In this morning’s leader column, the Financial Times takes the unusual step of commenting on its choice for the next Governor of the Bank of England. Having conjured a leviathan central bank with vast new powers over the financial system, the FT says there are few more important tasks facing George Osborne than picking the right person for the job. There is no perfect candidate on the shortlist, apparently. Sharon Bowles, the high-profile Liberal Democrat Euro-MP, has engaged vigorously with policy. Sir John Vickers is a distinguished economist whose inquiry has shaped important banking reforms. Lord Turner is a versatile public servant with a cutting-edged intellect. But none of them possess the all-round experience of Mr Tucker.

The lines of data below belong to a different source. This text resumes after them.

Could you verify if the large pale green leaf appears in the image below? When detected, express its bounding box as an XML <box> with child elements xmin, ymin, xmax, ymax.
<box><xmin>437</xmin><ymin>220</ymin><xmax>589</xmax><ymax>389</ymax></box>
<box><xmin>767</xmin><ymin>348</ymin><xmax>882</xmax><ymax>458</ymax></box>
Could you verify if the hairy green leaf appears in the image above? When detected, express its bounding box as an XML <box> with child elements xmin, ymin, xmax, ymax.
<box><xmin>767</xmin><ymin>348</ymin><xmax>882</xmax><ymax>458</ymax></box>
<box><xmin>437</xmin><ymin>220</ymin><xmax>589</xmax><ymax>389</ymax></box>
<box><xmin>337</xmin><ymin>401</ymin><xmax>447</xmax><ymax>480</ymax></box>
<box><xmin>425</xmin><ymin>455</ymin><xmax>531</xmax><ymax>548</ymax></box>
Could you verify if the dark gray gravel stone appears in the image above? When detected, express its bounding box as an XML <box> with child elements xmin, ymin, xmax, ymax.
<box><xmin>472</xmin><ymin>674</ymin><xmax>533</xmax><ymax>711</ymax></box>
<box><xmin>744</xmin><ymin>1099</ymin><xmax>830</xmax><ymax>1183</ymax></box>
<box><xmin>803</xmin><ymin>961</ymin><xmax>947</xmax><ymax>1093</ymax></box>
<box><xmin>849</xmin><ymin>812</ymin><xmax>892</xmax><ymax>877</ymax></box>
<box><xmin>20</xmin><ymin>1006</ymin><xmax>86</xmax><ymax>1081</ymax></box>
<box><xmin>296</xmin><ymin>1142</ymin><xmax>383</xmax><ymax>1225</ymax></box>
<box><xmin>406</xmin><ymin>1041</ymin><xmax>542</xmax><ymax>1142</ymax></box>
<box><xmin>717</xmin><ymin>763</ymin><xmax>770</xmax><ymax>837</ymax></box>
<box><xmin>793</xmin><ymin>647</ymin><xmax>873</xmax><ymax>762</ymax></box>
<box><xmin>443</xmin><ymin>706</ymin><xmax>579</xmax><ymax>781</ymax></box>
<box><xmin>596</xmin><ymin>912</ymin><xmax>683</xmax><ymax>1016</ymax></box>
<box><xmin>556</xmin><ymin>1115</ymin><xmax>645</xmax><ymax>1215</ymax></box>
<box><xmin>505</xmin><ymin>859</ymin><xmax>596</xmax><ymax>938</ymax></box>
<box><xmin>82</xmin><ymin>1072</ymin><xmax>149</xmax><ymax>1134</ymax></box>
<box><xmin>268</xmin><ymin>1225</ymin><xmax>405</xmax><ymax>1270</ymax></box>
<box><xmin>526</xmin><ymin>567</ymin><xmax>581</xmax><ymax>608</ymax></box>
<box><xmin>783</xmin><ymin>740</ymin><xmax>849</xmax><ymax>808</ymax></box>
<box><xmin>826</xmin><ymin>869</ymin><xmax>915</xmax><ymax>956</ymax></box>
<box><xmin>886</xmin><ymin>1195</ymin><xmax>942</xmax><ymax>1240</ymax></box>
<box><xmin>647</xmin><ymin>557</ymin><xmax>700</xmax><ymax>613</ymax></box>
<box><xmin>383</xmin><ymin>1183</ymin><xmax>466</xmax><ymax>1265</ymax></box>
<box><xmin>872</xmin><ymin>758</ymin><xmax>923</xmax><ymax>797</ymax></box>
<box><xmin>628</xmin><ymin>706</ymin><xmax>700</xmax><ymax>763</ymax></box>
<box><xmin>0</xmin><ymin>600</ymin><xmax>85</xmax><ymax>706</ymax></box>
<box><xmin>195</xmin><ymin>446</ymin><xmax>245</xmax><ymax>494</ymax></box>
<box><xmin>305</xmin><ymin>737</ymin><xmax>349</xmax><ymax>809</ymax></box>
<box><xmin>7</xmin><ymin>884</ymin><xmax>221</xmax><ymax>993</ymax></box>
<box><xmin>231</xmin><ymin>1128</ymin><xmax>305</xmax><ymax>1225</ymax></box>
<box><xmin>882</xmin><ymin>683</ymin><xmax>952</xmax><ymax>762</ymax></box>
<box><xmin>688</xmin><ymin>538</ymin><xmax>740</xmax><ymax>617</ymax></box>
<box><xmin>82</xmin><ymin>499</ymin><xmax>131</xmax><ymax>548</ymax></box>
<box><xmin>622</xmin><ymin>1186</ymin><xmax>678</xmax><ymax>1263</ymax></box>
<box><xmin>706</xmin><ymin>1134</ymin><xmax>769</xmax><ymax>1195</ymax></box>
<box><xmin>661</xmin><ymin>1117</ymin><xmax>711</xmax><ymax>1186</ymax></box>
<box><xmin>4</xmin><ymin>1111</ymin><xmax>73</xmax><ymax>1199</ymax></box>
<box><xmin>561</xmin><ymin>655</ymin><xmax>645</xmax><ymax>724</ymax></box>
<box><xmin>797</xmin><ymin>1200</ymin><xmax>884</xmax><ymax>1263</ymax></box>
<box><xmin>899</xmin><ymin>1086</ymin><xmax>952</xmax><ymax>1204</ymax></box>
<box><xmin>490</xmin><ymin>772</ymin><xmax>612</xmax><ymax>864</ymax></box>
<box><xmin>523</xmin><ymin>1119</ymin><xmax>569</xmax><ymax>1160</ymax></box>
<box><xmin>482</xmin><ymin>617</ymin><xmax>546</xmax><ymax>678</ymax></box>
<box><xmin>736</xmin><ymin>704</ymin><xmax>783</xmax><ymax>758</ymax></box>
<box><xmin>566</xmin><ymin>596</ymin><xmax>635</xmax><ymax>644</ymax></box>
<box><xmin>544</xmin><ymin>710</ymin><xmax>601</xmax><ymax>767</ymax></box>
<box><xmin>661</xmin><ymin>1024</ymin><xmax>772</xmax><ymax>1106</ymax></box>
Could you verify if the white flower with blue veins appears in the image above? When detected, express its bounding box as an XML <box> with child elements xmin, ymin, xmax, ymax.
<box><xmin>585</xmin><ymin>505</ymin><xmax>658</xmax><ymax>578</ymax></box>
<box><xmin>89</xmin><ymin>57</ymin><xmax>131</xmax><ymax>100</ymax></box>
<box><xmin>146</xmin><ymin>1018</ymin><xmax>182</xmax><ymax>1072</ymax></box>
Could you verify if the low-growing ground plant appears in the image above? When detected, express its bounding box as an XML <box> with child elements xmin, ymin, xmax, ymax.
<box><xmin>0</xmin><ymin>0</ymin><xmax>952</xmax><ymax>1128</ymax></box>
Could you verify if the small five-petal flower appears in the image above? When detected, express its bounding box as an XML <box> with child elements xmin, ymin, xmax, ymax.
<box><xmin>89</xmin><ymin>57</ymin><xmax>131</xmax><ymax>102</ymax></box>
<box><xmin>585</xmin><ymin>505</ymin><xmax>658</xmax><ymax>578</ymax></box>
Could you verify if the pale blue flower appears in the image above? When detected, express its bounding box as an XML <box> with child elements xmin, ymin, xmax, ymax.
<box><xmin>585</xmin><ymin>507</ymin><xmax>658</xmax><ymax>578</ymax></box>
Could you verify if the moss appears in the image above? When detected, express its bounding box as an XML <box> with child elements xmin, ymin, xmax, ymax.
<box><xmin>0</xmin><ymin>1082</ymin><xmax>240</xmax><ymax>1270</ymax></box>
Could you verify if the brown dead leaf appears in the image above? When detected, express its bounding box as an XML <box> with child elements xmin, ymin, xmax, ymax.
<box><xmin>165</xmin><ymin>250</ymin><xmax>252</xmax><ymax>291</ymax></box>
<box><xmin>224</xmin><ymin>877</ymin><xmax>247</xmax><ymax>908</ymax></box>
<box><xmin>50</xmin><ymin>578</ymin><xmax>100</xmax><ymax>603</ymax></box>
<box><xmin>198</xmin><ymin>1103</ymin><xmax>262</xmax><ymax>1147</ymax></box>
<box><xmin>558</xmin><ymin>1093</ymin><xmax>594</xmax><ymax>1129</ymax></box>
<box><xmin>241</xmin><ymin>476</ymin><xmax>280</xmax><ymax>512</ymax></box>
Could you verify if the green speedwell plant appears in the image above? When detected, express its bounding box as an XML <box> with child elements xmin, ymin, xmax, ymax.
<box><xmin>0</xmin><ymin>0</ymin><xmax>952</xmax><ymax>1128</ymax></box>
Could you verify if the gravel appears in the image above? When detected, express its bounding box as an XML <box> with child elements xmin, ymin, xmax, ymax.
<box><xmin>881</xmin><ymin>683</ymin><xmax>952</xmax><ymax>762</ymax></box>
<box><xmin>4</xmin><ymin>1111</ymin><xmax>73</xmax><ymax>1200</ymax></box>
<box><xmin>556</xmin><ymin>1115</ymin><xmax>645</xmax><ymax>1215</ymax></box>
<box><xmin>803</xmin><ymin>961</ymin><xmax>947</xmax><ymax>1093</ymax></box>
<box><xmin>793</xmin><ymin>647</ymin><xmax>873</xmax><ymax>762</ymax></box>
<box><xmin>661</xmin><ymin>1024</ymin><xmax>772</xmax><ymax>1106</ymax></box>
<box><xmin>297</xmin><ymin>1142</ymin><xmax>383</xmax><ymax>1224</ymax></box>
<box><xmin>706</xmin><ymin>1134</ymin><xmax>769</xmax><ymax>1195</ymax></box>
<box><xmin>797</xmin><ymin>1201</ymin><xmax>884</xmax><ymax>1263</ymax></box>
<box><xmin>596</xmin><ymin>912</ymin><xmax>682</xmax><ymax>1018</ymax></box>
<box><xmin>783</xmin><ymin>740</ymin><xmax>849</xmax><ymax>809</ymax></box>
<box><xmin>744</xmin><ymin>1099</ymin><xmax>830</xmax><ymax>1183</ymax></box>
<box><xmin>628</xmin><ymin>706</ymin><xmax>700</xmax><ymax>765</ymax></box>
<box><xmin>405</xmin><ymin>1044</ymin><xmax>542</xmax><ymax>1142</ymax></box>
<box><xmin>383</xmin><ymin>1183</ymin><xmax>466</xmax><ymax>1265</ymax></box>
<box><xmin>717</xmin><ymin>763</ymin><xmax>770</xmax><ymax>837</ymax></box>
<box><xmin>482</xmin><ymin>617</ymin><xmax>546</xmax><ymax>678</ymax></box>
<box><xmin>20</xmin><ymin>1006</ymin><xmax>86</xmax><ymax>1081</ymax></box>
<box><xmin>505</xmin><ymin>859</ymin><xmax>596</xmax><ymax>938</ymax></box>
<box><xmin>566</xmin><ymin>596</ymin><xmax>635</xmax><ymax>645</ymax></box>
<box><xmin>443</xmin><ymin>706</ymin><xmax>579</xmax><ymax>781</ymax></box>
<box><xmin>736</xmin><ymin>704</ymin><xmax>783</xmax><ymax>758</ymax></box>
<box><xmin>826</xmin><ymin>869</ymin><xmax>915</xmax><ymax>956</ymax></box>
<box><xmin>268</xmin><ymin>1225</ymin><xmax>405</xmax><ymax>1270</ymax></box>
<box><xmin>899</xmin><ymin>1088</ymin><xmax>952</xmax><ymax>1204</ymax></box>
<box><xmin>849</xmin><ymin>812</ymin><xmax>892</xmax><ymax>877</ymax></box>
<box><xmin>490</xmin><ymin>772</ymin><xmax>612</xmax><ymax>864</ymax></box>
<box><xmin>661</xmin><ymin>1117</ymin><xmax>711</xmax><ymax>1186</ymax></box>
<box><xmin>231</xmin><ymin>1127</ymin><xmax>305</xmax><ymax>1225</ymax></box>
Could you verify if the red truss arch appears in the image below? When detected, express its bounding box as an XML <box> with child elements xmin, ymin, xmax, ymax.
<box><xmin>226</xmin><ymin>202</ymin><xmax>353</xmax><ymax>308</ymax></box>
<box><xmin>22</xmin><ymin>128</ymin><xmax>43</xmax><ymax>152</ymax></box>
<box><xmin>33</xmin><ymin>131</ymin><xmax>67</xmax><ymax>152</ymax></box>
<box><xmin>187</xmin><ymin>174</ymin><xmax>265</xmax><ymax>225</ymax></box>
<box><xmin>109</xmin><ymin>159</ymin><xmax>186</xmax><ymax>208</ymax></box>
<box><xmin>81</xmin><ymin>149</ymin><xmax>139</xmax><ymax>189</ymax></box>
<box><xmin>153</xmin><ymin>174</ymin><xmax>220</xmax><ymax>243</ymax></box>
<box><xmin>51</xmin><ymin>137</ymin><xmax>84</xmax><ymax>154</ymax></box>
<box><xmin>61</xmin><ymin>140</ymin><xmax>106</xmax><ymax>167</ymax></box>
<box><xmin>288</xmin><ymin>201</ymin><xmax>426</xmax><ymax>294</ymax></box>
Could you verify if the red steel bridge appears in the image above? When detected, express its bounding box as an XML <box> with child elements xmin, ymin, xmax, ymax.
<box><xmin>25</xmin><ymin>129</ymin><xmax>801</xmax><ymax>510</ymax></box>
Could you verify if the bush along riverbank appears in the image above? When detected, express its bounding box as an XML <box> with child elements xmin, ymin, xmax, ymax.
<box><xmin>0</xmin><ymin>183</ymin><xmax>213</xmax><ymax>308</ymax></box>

As a BoE lifer he has overseen all the key areas the next governor would have to deal with: monetary policy, prudential supervision, macro-prudential regulation and international markets. The editorial concludes, he’s a “safe solution” and “the best bet”.
Tim Wallace, writing in City AM, says according to the LSL buy-to-let index published today, London rents hit another record high in October as landlords celebrate solid returns on investment. Average monthly rents in the capital jumped 0.9 per cent to £1,102, breaking the £1,100 mark for the first time. In a similar piece, the BBC also quotes Shelter who say the increasing cost “piles on the pressure” for hard-pressed families.” The Guardian’s Mark King also quotes LSL’s research in a piece on owner-occupation, which shows homeownership falling to its lowest level since 1988.
Recruitment & Employment
The Independent’s James Moore believes the FSA is right to argue this year’s bonus season shouldn’t be very festive. He says the Libor and PPI scandals had their genesis in a ‘debased’ culture that many individuals contributed to. As a result, those banks lost a lot of money – and the bonus pools currently under consideration ought to reflect that. Moore has little sympathy with Professor Chris Roebuck of the Cass Business School, who has complained about the FSA’s intervention.
In The Times, Katherine Griffiths writes that credit card insurer and identity protection group CPP has been given a record fine of £10.5 million by the FSA for “widespread mis-selling” and been told to pay some £14.5 million in compensation to customers (the story also runs in the Mirror). Writing in The Daily Telegraph, Jonathan Russell points out that other UK banks are conducting talks with the FSA following the CPP fine; most of their products were sold to consumers by the credit card insurer’s business partners, including Barclays. The FT’s Lombard column (Alison Smith), says the market must really like certainty – shares closed the day up 4 per cent on the news.